WebSense thinks that in 2015, attacks on the Internet of Things will focus more on businesses than individuals with gadgets.

"While many hacks of refrigerators, home thermostats and cars have found their way to the headlines, the likelihood of a major attack campaign via connected household items in the age of the Internet of Things is minimal," it claims.

"While you may have to worry about cybercriminals successfully melting your butter or spoiling the milk in your refrigerator, there is little reward in attacks against your connected domestic devices. The criminal element has set its sights elsewhere."

 

Held hostage by rogue elements

As 2014 ends with the now-infamous hack of Sony Pictures - with intense debate about whether North Korea was involved - security firms see 2015 bringing a greater prospect of cyberattacks on behalf of nation states, even if they don't run them themselves.

"Cyber warfare is very attractive to small nations," notes InfoSec Institute.

"The development of a government-built malware is cheaper than any other conventional weapon and far more accessible to any nation state. Cyber warfare represents for every government an efficient alternative to conventional weapons.

"North Korea, Syria, and Iran are among the countries that have developed great capabilities that pose a serious threat to major Western states. The risk of a serious attack on the critical infrastructure of a Western government is high, and its attribution will be even more difficult."
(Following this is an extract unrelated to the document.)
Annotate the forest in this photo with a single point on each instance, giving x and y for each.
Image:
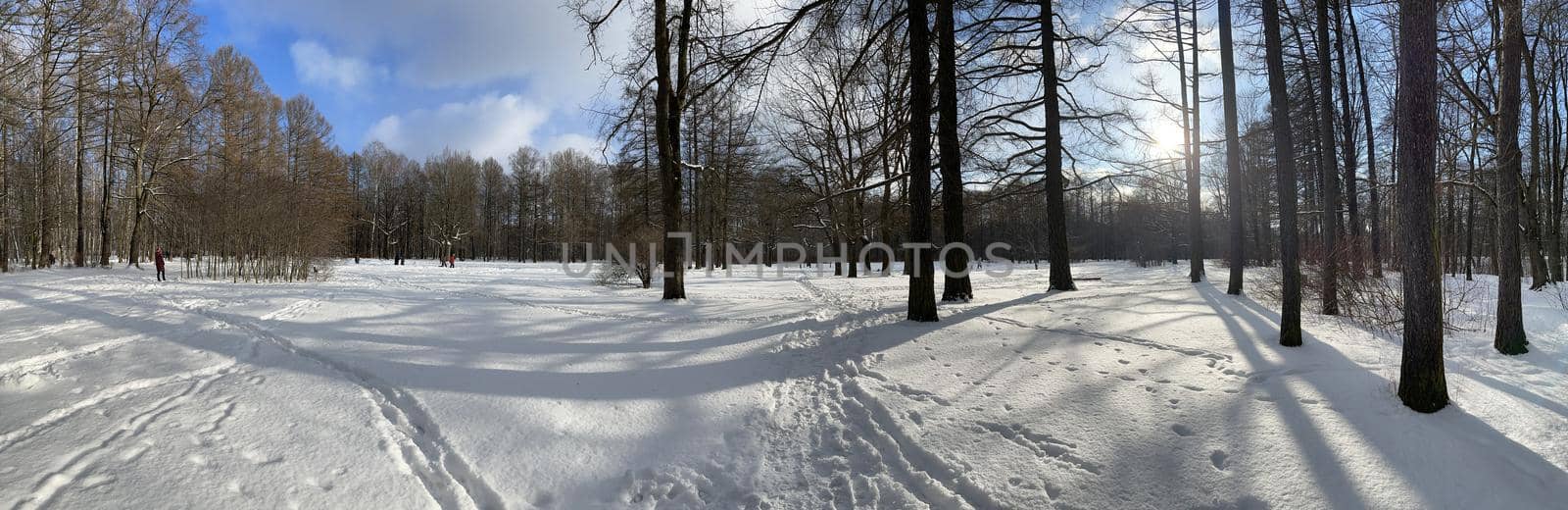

The boundaries between cybercriminal gangs and governments may also blur, with Kaspersky predicting: "Criminal groups will increasingly adopt nation-state tactics.

"State-sponsored, advanced persistent threat hacking groups, like we've seen in cases such as DarkHotel, Regin and Crouching Yeti/Energetic Bear, will begin to merge with hacking campaigns perpetrated by criminals, like those targeting JP Morgan Chase, Target and others.

"State groups could also contract their espionage activities out to criminal groups that will use criminal tools and expertise to perform spying activities, steal intellectual property or gather intelligence about vulnerabilities in critical infrastructure systems at the behest of government groups."